Member of the Michigan House of Representatives from the 36th district
- In office May 9, 2022 – January 1, 2023
- Preceded by: Douglas Wozniak
- Succeeded by: Steve Carra (redistricting)

Personal details
- Born: Detroit, Michigan
- Party: Republican
- Spouse: Anna Mekoski
- Children: 4
- Education: Macomb Community College (AA)
- Committees: Judiciary, Local Government, and Regulatory Reform
- Website: https://www.mekoski.com

= Terence Mekoski =

American politician

Terence H. Mekoski is an American politician serving as a member of the Michigan House of Representatives for the 36th district. He assumed office after a May 2022 special election.

== Education ==
Mekoski earned an associate degree in liberal arts and science from Macomb Community College and attended Northwestern University. He is studying toward a Bachelor of Science in criminal justice and police science at Columbia Southern University.

== Career ==
From 1982 to 1984, Mekoski worked as a detention officer in the Detroit Police Department.
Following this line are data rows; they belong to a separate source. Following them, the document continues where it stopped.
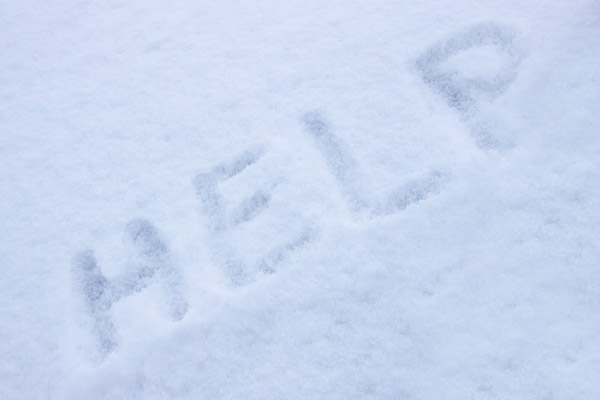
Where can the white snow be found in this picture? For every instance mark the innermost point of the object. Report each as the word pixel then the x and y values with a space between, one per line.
pixel 300 199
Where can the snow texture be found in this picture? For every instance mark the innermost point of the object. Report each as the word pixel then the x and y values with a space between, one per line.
pixel 300 200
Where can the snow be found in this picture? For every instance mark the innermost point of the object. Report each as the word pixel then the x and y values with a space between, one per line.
pixel 265 200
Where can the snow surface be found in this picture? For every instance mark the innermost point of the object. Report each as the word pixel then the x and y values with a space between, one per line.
pixel 300 199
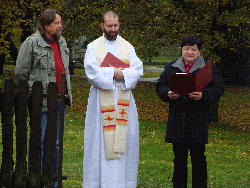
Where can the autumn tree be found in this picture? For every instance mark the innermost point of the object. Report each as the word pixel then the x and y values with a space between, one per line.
pixel 224 26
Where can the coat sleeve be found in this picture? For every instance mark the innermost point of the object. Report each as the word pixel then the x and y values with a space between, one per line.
pixel 133 73
pixel 215 89
pixel 163 86
pixel 24 61
pixel 98 77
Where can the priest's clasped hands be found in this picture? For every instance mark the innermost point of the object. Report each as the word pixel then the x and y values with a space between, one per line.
pixel 118 75
pixel 193 95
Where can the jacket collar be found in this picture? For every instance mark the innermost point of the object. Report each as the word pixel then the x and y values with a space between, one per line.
pixel 197 65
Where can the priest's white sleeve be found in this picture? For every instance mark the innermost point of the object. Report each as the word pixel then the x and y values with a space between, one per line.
pixel 133 73
pixel 97 76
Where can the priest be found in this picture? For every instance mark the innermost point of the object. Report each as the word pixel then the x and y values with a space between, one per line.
pixel 111 135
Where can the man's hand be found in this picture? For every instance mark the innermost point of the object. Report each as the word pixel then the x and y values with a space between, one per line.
pixel 118 75
pixel 172 95
pixel 195 95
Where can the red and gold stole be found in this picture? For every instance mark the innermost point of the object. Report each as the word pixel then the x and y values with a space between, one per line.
pixel 114 120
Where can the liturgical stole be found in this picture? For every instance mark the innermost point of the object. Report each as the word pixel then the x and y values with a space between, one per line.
pixel 114 120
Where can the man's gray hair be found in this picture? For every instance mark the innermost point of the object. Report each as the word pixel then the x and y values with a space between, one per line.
pixel 46 18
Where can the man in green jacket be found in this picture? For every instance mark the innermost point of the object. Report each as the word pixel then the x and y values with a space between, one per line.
pixel 44 56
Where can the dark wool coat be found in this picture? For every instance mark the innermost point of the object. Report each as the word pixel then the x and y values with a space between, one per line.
pixel 188 118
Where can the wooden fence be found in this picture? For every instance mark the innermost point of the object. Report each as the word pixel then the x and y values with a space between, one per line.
pixel 17 100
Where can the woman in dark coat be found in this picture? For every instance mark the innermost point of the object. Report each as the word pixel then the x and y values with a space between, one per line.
pixel 187 127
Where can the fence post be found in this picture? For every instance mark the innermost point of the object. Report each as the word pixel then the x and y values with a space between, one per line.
pixel 35 109
pixel 50 135
pixel 21 113
pixel 62 106
pixel 7 134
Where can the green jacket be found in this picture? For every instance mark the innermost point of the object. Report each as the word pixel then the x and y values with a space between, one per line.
pixel 35 62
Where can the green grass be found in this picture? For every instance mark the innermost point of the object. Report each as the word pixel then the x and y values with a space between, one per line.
pixel 227 152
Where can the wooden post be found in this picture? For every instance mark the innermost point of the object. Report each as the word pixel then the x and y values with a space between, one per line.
pixel 7 134
pixel 50 135
pixel 35 134
pixel 21 114
pixel 62 106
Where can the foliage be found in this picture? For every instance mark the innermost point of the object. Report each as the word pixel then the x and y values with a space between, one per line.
pixel 222 23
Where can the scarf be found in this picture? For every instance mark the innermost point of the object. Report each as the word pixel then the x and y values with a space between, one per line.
pixel 114 120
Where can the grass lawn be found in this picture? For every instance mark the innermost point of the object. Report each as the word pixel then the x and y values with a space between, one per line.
pixel 227 152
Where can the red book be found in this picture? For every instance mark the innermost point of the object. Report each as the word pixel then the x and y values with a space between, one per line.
pixel 183 83
pixel 111 60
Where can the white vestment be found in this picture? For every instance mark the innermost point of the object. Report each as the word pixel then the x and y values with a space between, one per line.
pixel 97 171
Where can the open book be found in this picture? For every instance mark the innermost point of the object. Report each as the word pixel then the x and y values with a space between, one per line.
pixel 183 83
pixel 111 60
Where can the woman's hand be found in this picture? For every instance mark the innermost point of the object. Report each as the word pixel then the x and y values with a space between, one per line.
pixel 172 95
pixel 195 95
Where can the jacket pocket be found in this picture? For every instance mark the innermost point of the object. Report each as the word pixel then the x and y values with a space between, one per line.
pixel 40 59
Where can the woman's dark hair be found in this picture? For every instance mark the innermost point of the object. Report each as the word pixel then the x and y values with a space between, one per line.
pixel 192 40
pixel 46 18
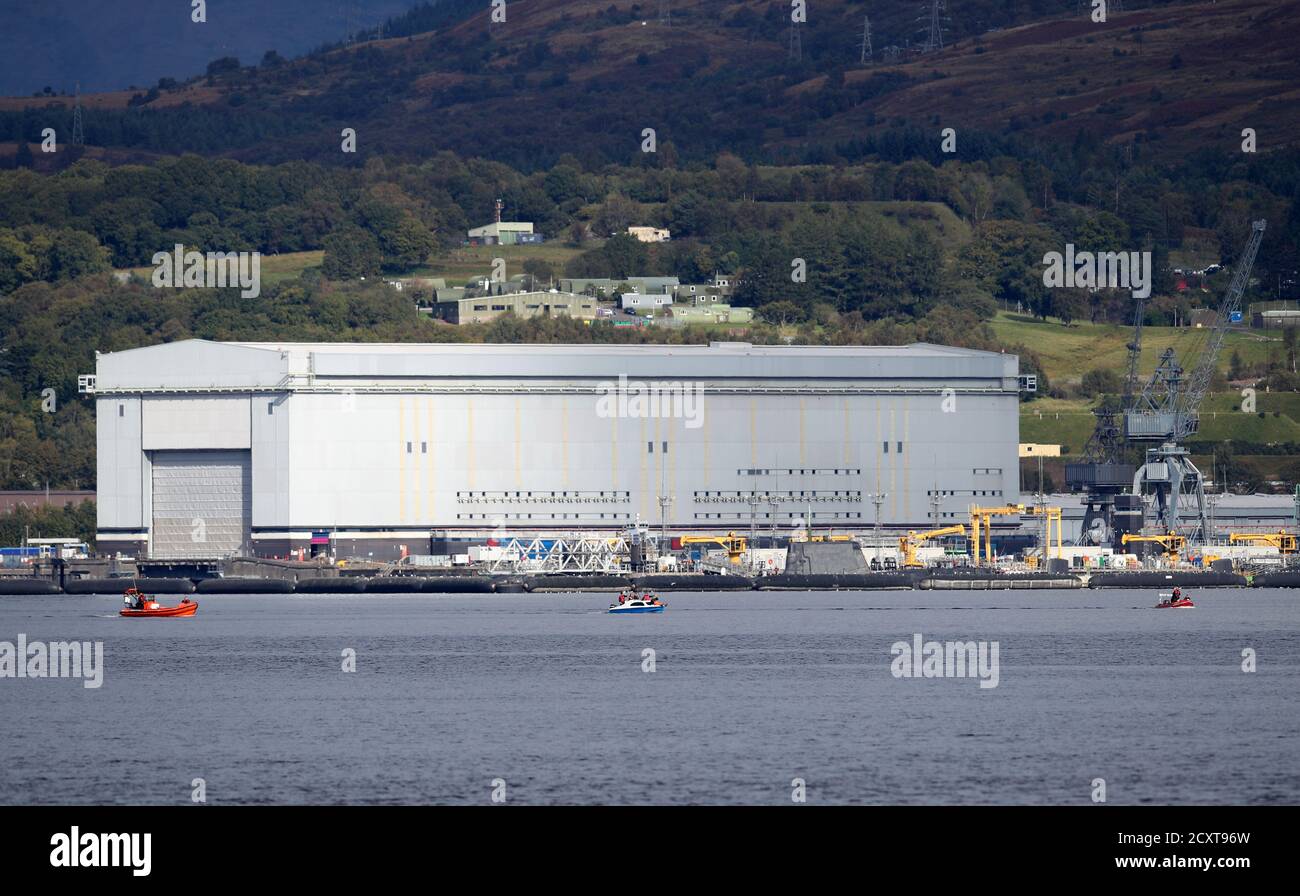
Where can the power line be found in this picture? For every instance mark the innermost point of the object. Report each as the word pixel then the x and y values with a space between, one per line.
pixel 934 20
pixel 78 125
He served as a police officer in Detroit from 1985 to 1990. Mekoski joined the Oakland County Sheriff's Office in 1990 and served as a deputy until 1998, a sergeant from 1998 to 2012, a lieutenant in 2012 and 2013, and deputy commissioner of patrol services from 2013 to 2016. From 2016 to 2018, he served as a regulator agent for the Michigan Gaming Control Board. Since 2018, he has served as a senior financial investigator in the Drug Enforcement Administration In 2022, Mekoski was elected to the office of State Representative, representing Michigan's 36th legislative district in the Michigan House of Representatives.
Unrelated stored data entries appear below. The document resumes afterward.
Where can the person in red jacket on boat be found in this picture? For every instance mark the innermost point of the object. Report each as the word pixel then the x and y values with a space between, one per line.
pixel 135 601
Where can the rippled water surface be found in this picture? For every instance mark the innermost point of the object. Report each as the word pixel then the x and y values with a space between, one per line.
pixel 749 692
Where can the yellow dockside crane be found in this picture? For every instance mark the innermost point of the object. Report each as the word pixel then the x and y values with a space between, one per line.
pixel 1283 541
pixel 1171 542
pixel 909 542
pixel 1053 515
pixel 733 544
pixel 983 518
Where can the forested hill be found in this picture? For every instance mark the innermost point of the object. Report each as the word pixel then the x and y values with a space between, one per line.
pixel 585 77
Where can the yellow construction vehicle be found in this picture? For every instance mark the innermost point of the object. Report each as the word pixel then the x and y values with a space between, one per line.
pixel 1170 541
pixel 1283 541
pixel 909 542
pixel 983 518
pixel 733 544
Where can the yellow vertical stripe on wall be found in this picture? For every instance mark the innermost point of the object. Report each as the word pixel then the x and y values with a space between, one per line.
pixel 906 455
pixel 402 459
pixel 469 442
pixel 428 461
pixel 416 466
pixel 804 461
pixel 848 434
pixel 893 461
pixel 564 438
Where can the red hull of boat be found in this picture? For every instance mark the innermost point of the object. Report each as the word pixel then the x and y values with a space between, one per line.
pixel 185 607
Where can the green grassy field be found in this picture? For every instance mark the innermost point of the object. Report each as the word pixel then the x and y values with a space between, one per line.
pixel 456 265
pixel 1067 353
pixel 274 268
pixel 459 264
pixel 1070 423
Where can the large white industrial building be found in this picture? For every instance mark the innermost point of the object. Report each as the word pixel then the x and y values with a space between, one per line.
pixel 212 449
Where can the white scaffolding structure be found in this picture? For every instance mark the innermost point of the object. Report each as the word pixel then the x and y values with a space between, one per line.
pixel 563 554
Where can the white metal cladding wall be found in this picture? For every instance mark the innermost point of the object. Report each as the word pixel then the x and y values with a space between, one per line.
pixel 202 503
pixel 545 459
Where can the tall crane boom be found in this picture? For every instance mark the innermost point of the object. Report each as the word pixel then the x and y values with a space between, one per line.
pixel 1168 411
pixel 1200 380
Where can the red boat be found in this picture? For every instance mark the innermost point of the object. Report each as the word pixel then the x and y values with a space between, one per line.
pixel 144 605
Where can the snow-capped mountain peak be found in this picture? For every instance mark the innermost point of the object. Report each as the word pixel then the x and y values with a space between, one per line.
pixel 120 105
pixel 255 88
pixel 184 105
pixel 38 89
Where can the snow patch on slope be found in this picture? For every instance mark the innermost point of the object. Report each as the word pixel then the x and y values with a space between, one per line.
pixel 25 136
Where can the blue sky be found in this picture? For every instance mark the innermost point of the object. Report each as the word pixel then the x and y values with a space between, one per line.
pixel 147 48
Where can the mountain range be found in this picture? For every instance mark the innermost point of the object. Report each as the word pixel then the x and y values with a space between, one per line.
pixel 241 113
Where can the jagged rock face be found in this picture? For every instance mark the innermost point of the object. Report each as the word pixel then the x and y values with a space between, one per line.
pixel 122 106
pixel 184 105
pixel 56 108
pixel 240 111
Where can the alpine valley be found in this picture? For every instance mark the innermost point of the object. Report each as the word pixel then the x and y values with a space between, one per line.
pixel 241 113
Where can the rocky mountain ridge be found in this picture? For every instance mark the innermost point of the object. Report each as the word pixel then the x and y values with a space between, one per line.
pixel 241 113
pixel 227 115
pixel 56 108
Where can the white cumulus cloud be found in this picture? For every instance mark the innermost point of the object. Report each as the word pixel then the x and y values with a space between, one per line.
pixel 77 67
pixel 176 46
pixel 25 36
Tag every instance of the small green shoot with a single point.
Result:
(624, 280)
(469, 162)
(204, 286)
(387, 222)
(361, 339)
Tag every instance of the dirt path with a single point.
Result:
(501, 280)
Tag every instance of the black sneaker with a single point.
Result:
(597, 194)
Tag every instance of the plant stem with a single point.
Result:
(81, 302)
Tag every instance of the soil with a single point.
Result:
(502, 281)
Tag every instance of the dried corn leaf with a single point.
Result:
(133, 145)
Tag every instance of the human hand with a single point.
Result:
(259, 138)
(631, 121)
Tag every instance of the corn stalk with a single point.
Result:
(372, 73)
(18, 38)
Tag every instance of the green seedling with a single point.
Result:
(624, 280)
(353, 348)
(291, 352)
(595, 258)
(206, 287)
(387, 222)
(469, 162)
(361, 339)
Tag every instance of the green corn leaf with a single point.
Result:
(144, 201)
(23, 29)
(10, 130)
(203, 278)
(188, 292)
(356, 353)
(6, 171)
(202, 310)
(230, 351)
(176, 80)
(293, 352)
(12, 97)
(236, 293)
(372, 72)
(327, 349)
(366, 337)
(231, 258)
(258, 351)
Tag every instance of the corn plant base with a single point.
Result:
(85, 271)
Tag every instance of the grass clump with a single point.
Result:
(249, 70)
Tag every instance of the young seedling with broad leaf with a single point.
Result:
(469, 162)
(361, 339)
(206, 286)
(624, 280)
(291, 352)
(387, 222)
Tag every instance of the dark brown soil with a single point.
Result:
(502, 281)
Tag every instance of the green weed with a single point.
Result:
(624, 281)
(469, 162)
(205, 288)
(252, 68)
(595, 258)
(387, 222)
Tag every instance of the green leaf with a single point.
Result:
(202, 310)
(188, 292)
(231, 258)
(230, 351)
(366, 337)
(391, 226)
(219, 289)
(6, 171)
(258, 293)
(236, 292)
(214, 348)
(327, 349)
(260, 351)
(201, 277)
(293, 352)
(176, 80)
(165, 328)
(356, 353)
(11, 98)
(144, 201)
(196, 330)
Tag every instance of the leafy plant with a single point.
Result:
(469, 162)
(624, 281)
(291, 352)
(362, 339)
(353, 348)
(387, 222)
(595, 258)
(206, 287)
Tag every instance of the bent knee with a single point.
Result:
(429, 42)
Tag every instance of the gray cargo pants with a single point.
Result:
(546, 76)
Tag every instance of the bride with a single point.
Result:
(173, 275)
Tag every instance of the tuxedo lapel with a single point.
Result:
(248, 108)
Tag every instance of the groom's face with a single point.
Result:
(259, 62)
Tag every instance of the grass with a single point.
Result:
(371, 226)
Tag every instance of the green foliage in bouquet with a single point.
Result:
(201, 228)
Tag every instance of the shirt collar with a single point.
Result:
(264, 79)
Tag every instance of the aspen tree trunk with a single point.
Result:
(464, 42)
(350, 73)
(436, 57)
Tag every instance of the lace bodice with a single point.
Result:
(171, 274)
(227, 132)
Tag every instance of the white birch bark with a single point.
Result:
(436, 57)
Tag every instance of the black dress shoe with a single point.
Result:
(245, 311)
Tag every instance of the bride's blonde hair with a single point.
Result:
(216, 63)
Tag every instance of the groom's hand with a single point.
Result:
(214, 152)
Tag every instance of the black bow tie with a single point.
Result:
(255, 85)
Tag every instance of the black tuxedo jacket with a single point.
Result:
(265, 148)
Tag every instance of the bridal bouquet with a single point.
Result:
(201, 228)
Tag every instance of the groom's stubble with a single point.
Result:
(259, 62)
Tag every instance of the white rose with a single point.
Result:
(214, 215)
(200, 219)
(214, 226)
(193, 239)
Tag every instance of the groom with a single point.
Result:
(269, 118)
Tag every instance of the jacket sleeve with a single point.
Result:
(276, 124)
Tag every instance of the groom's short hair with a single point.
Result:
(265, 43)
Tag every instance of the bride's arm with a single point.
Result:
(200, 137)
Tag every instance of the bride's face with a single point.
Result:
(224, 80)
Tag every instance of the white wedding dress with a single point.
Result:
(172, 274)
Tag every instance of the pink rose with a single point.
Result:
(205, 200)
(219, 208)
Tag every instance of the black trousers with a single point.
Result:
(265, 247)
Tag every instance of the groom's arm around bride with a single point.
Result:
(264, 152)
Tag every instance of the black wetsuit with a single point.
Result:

=== Michigan House of Representatives ===
Mekoski was elected to the Michigan House of Representatives in May 2022, succeeding Doug Wozniak, who was elected to the Michigan Senate. During his campaign, Mekoski called for a forensic audit of Michigan's 2020 presidential election results. After redistricting, Mekoski faced Wozniak in the August 2022 Republican primary for Michigans's 59th district. He placed second in the primary.

=== Macomb County Sheriff Election ===
Mekoski kicked off his campaign to run for Macomb County Sheriff on March 6, 2024. Mekoski is running in the Republican primary election for the office of Macomb County Sheriff.

Mekoski's top campaign priorities include:

1. Uphold Our United States Constitution and Protect Your Rights
2. Attack the Opioid and Fentanyl Epidemic in Our Neighborhoods
3. Inform and Protect our Senior Citizens from Scams and Fraud
4. Bring Awareness and Address Macomb County's Human/Child Sex Trafficking
5. Protect our County Borders/Train & Expand Our Marine Division to Assist
6. Train/Assign More School Liaison Officers to Protect our Children

== Personal ==
Mekoski and his wife, Anna, reside in Shelby Township a suburb of metro-Detroit in northern Macomb county. Mekoski has four children and 12 grandchildren.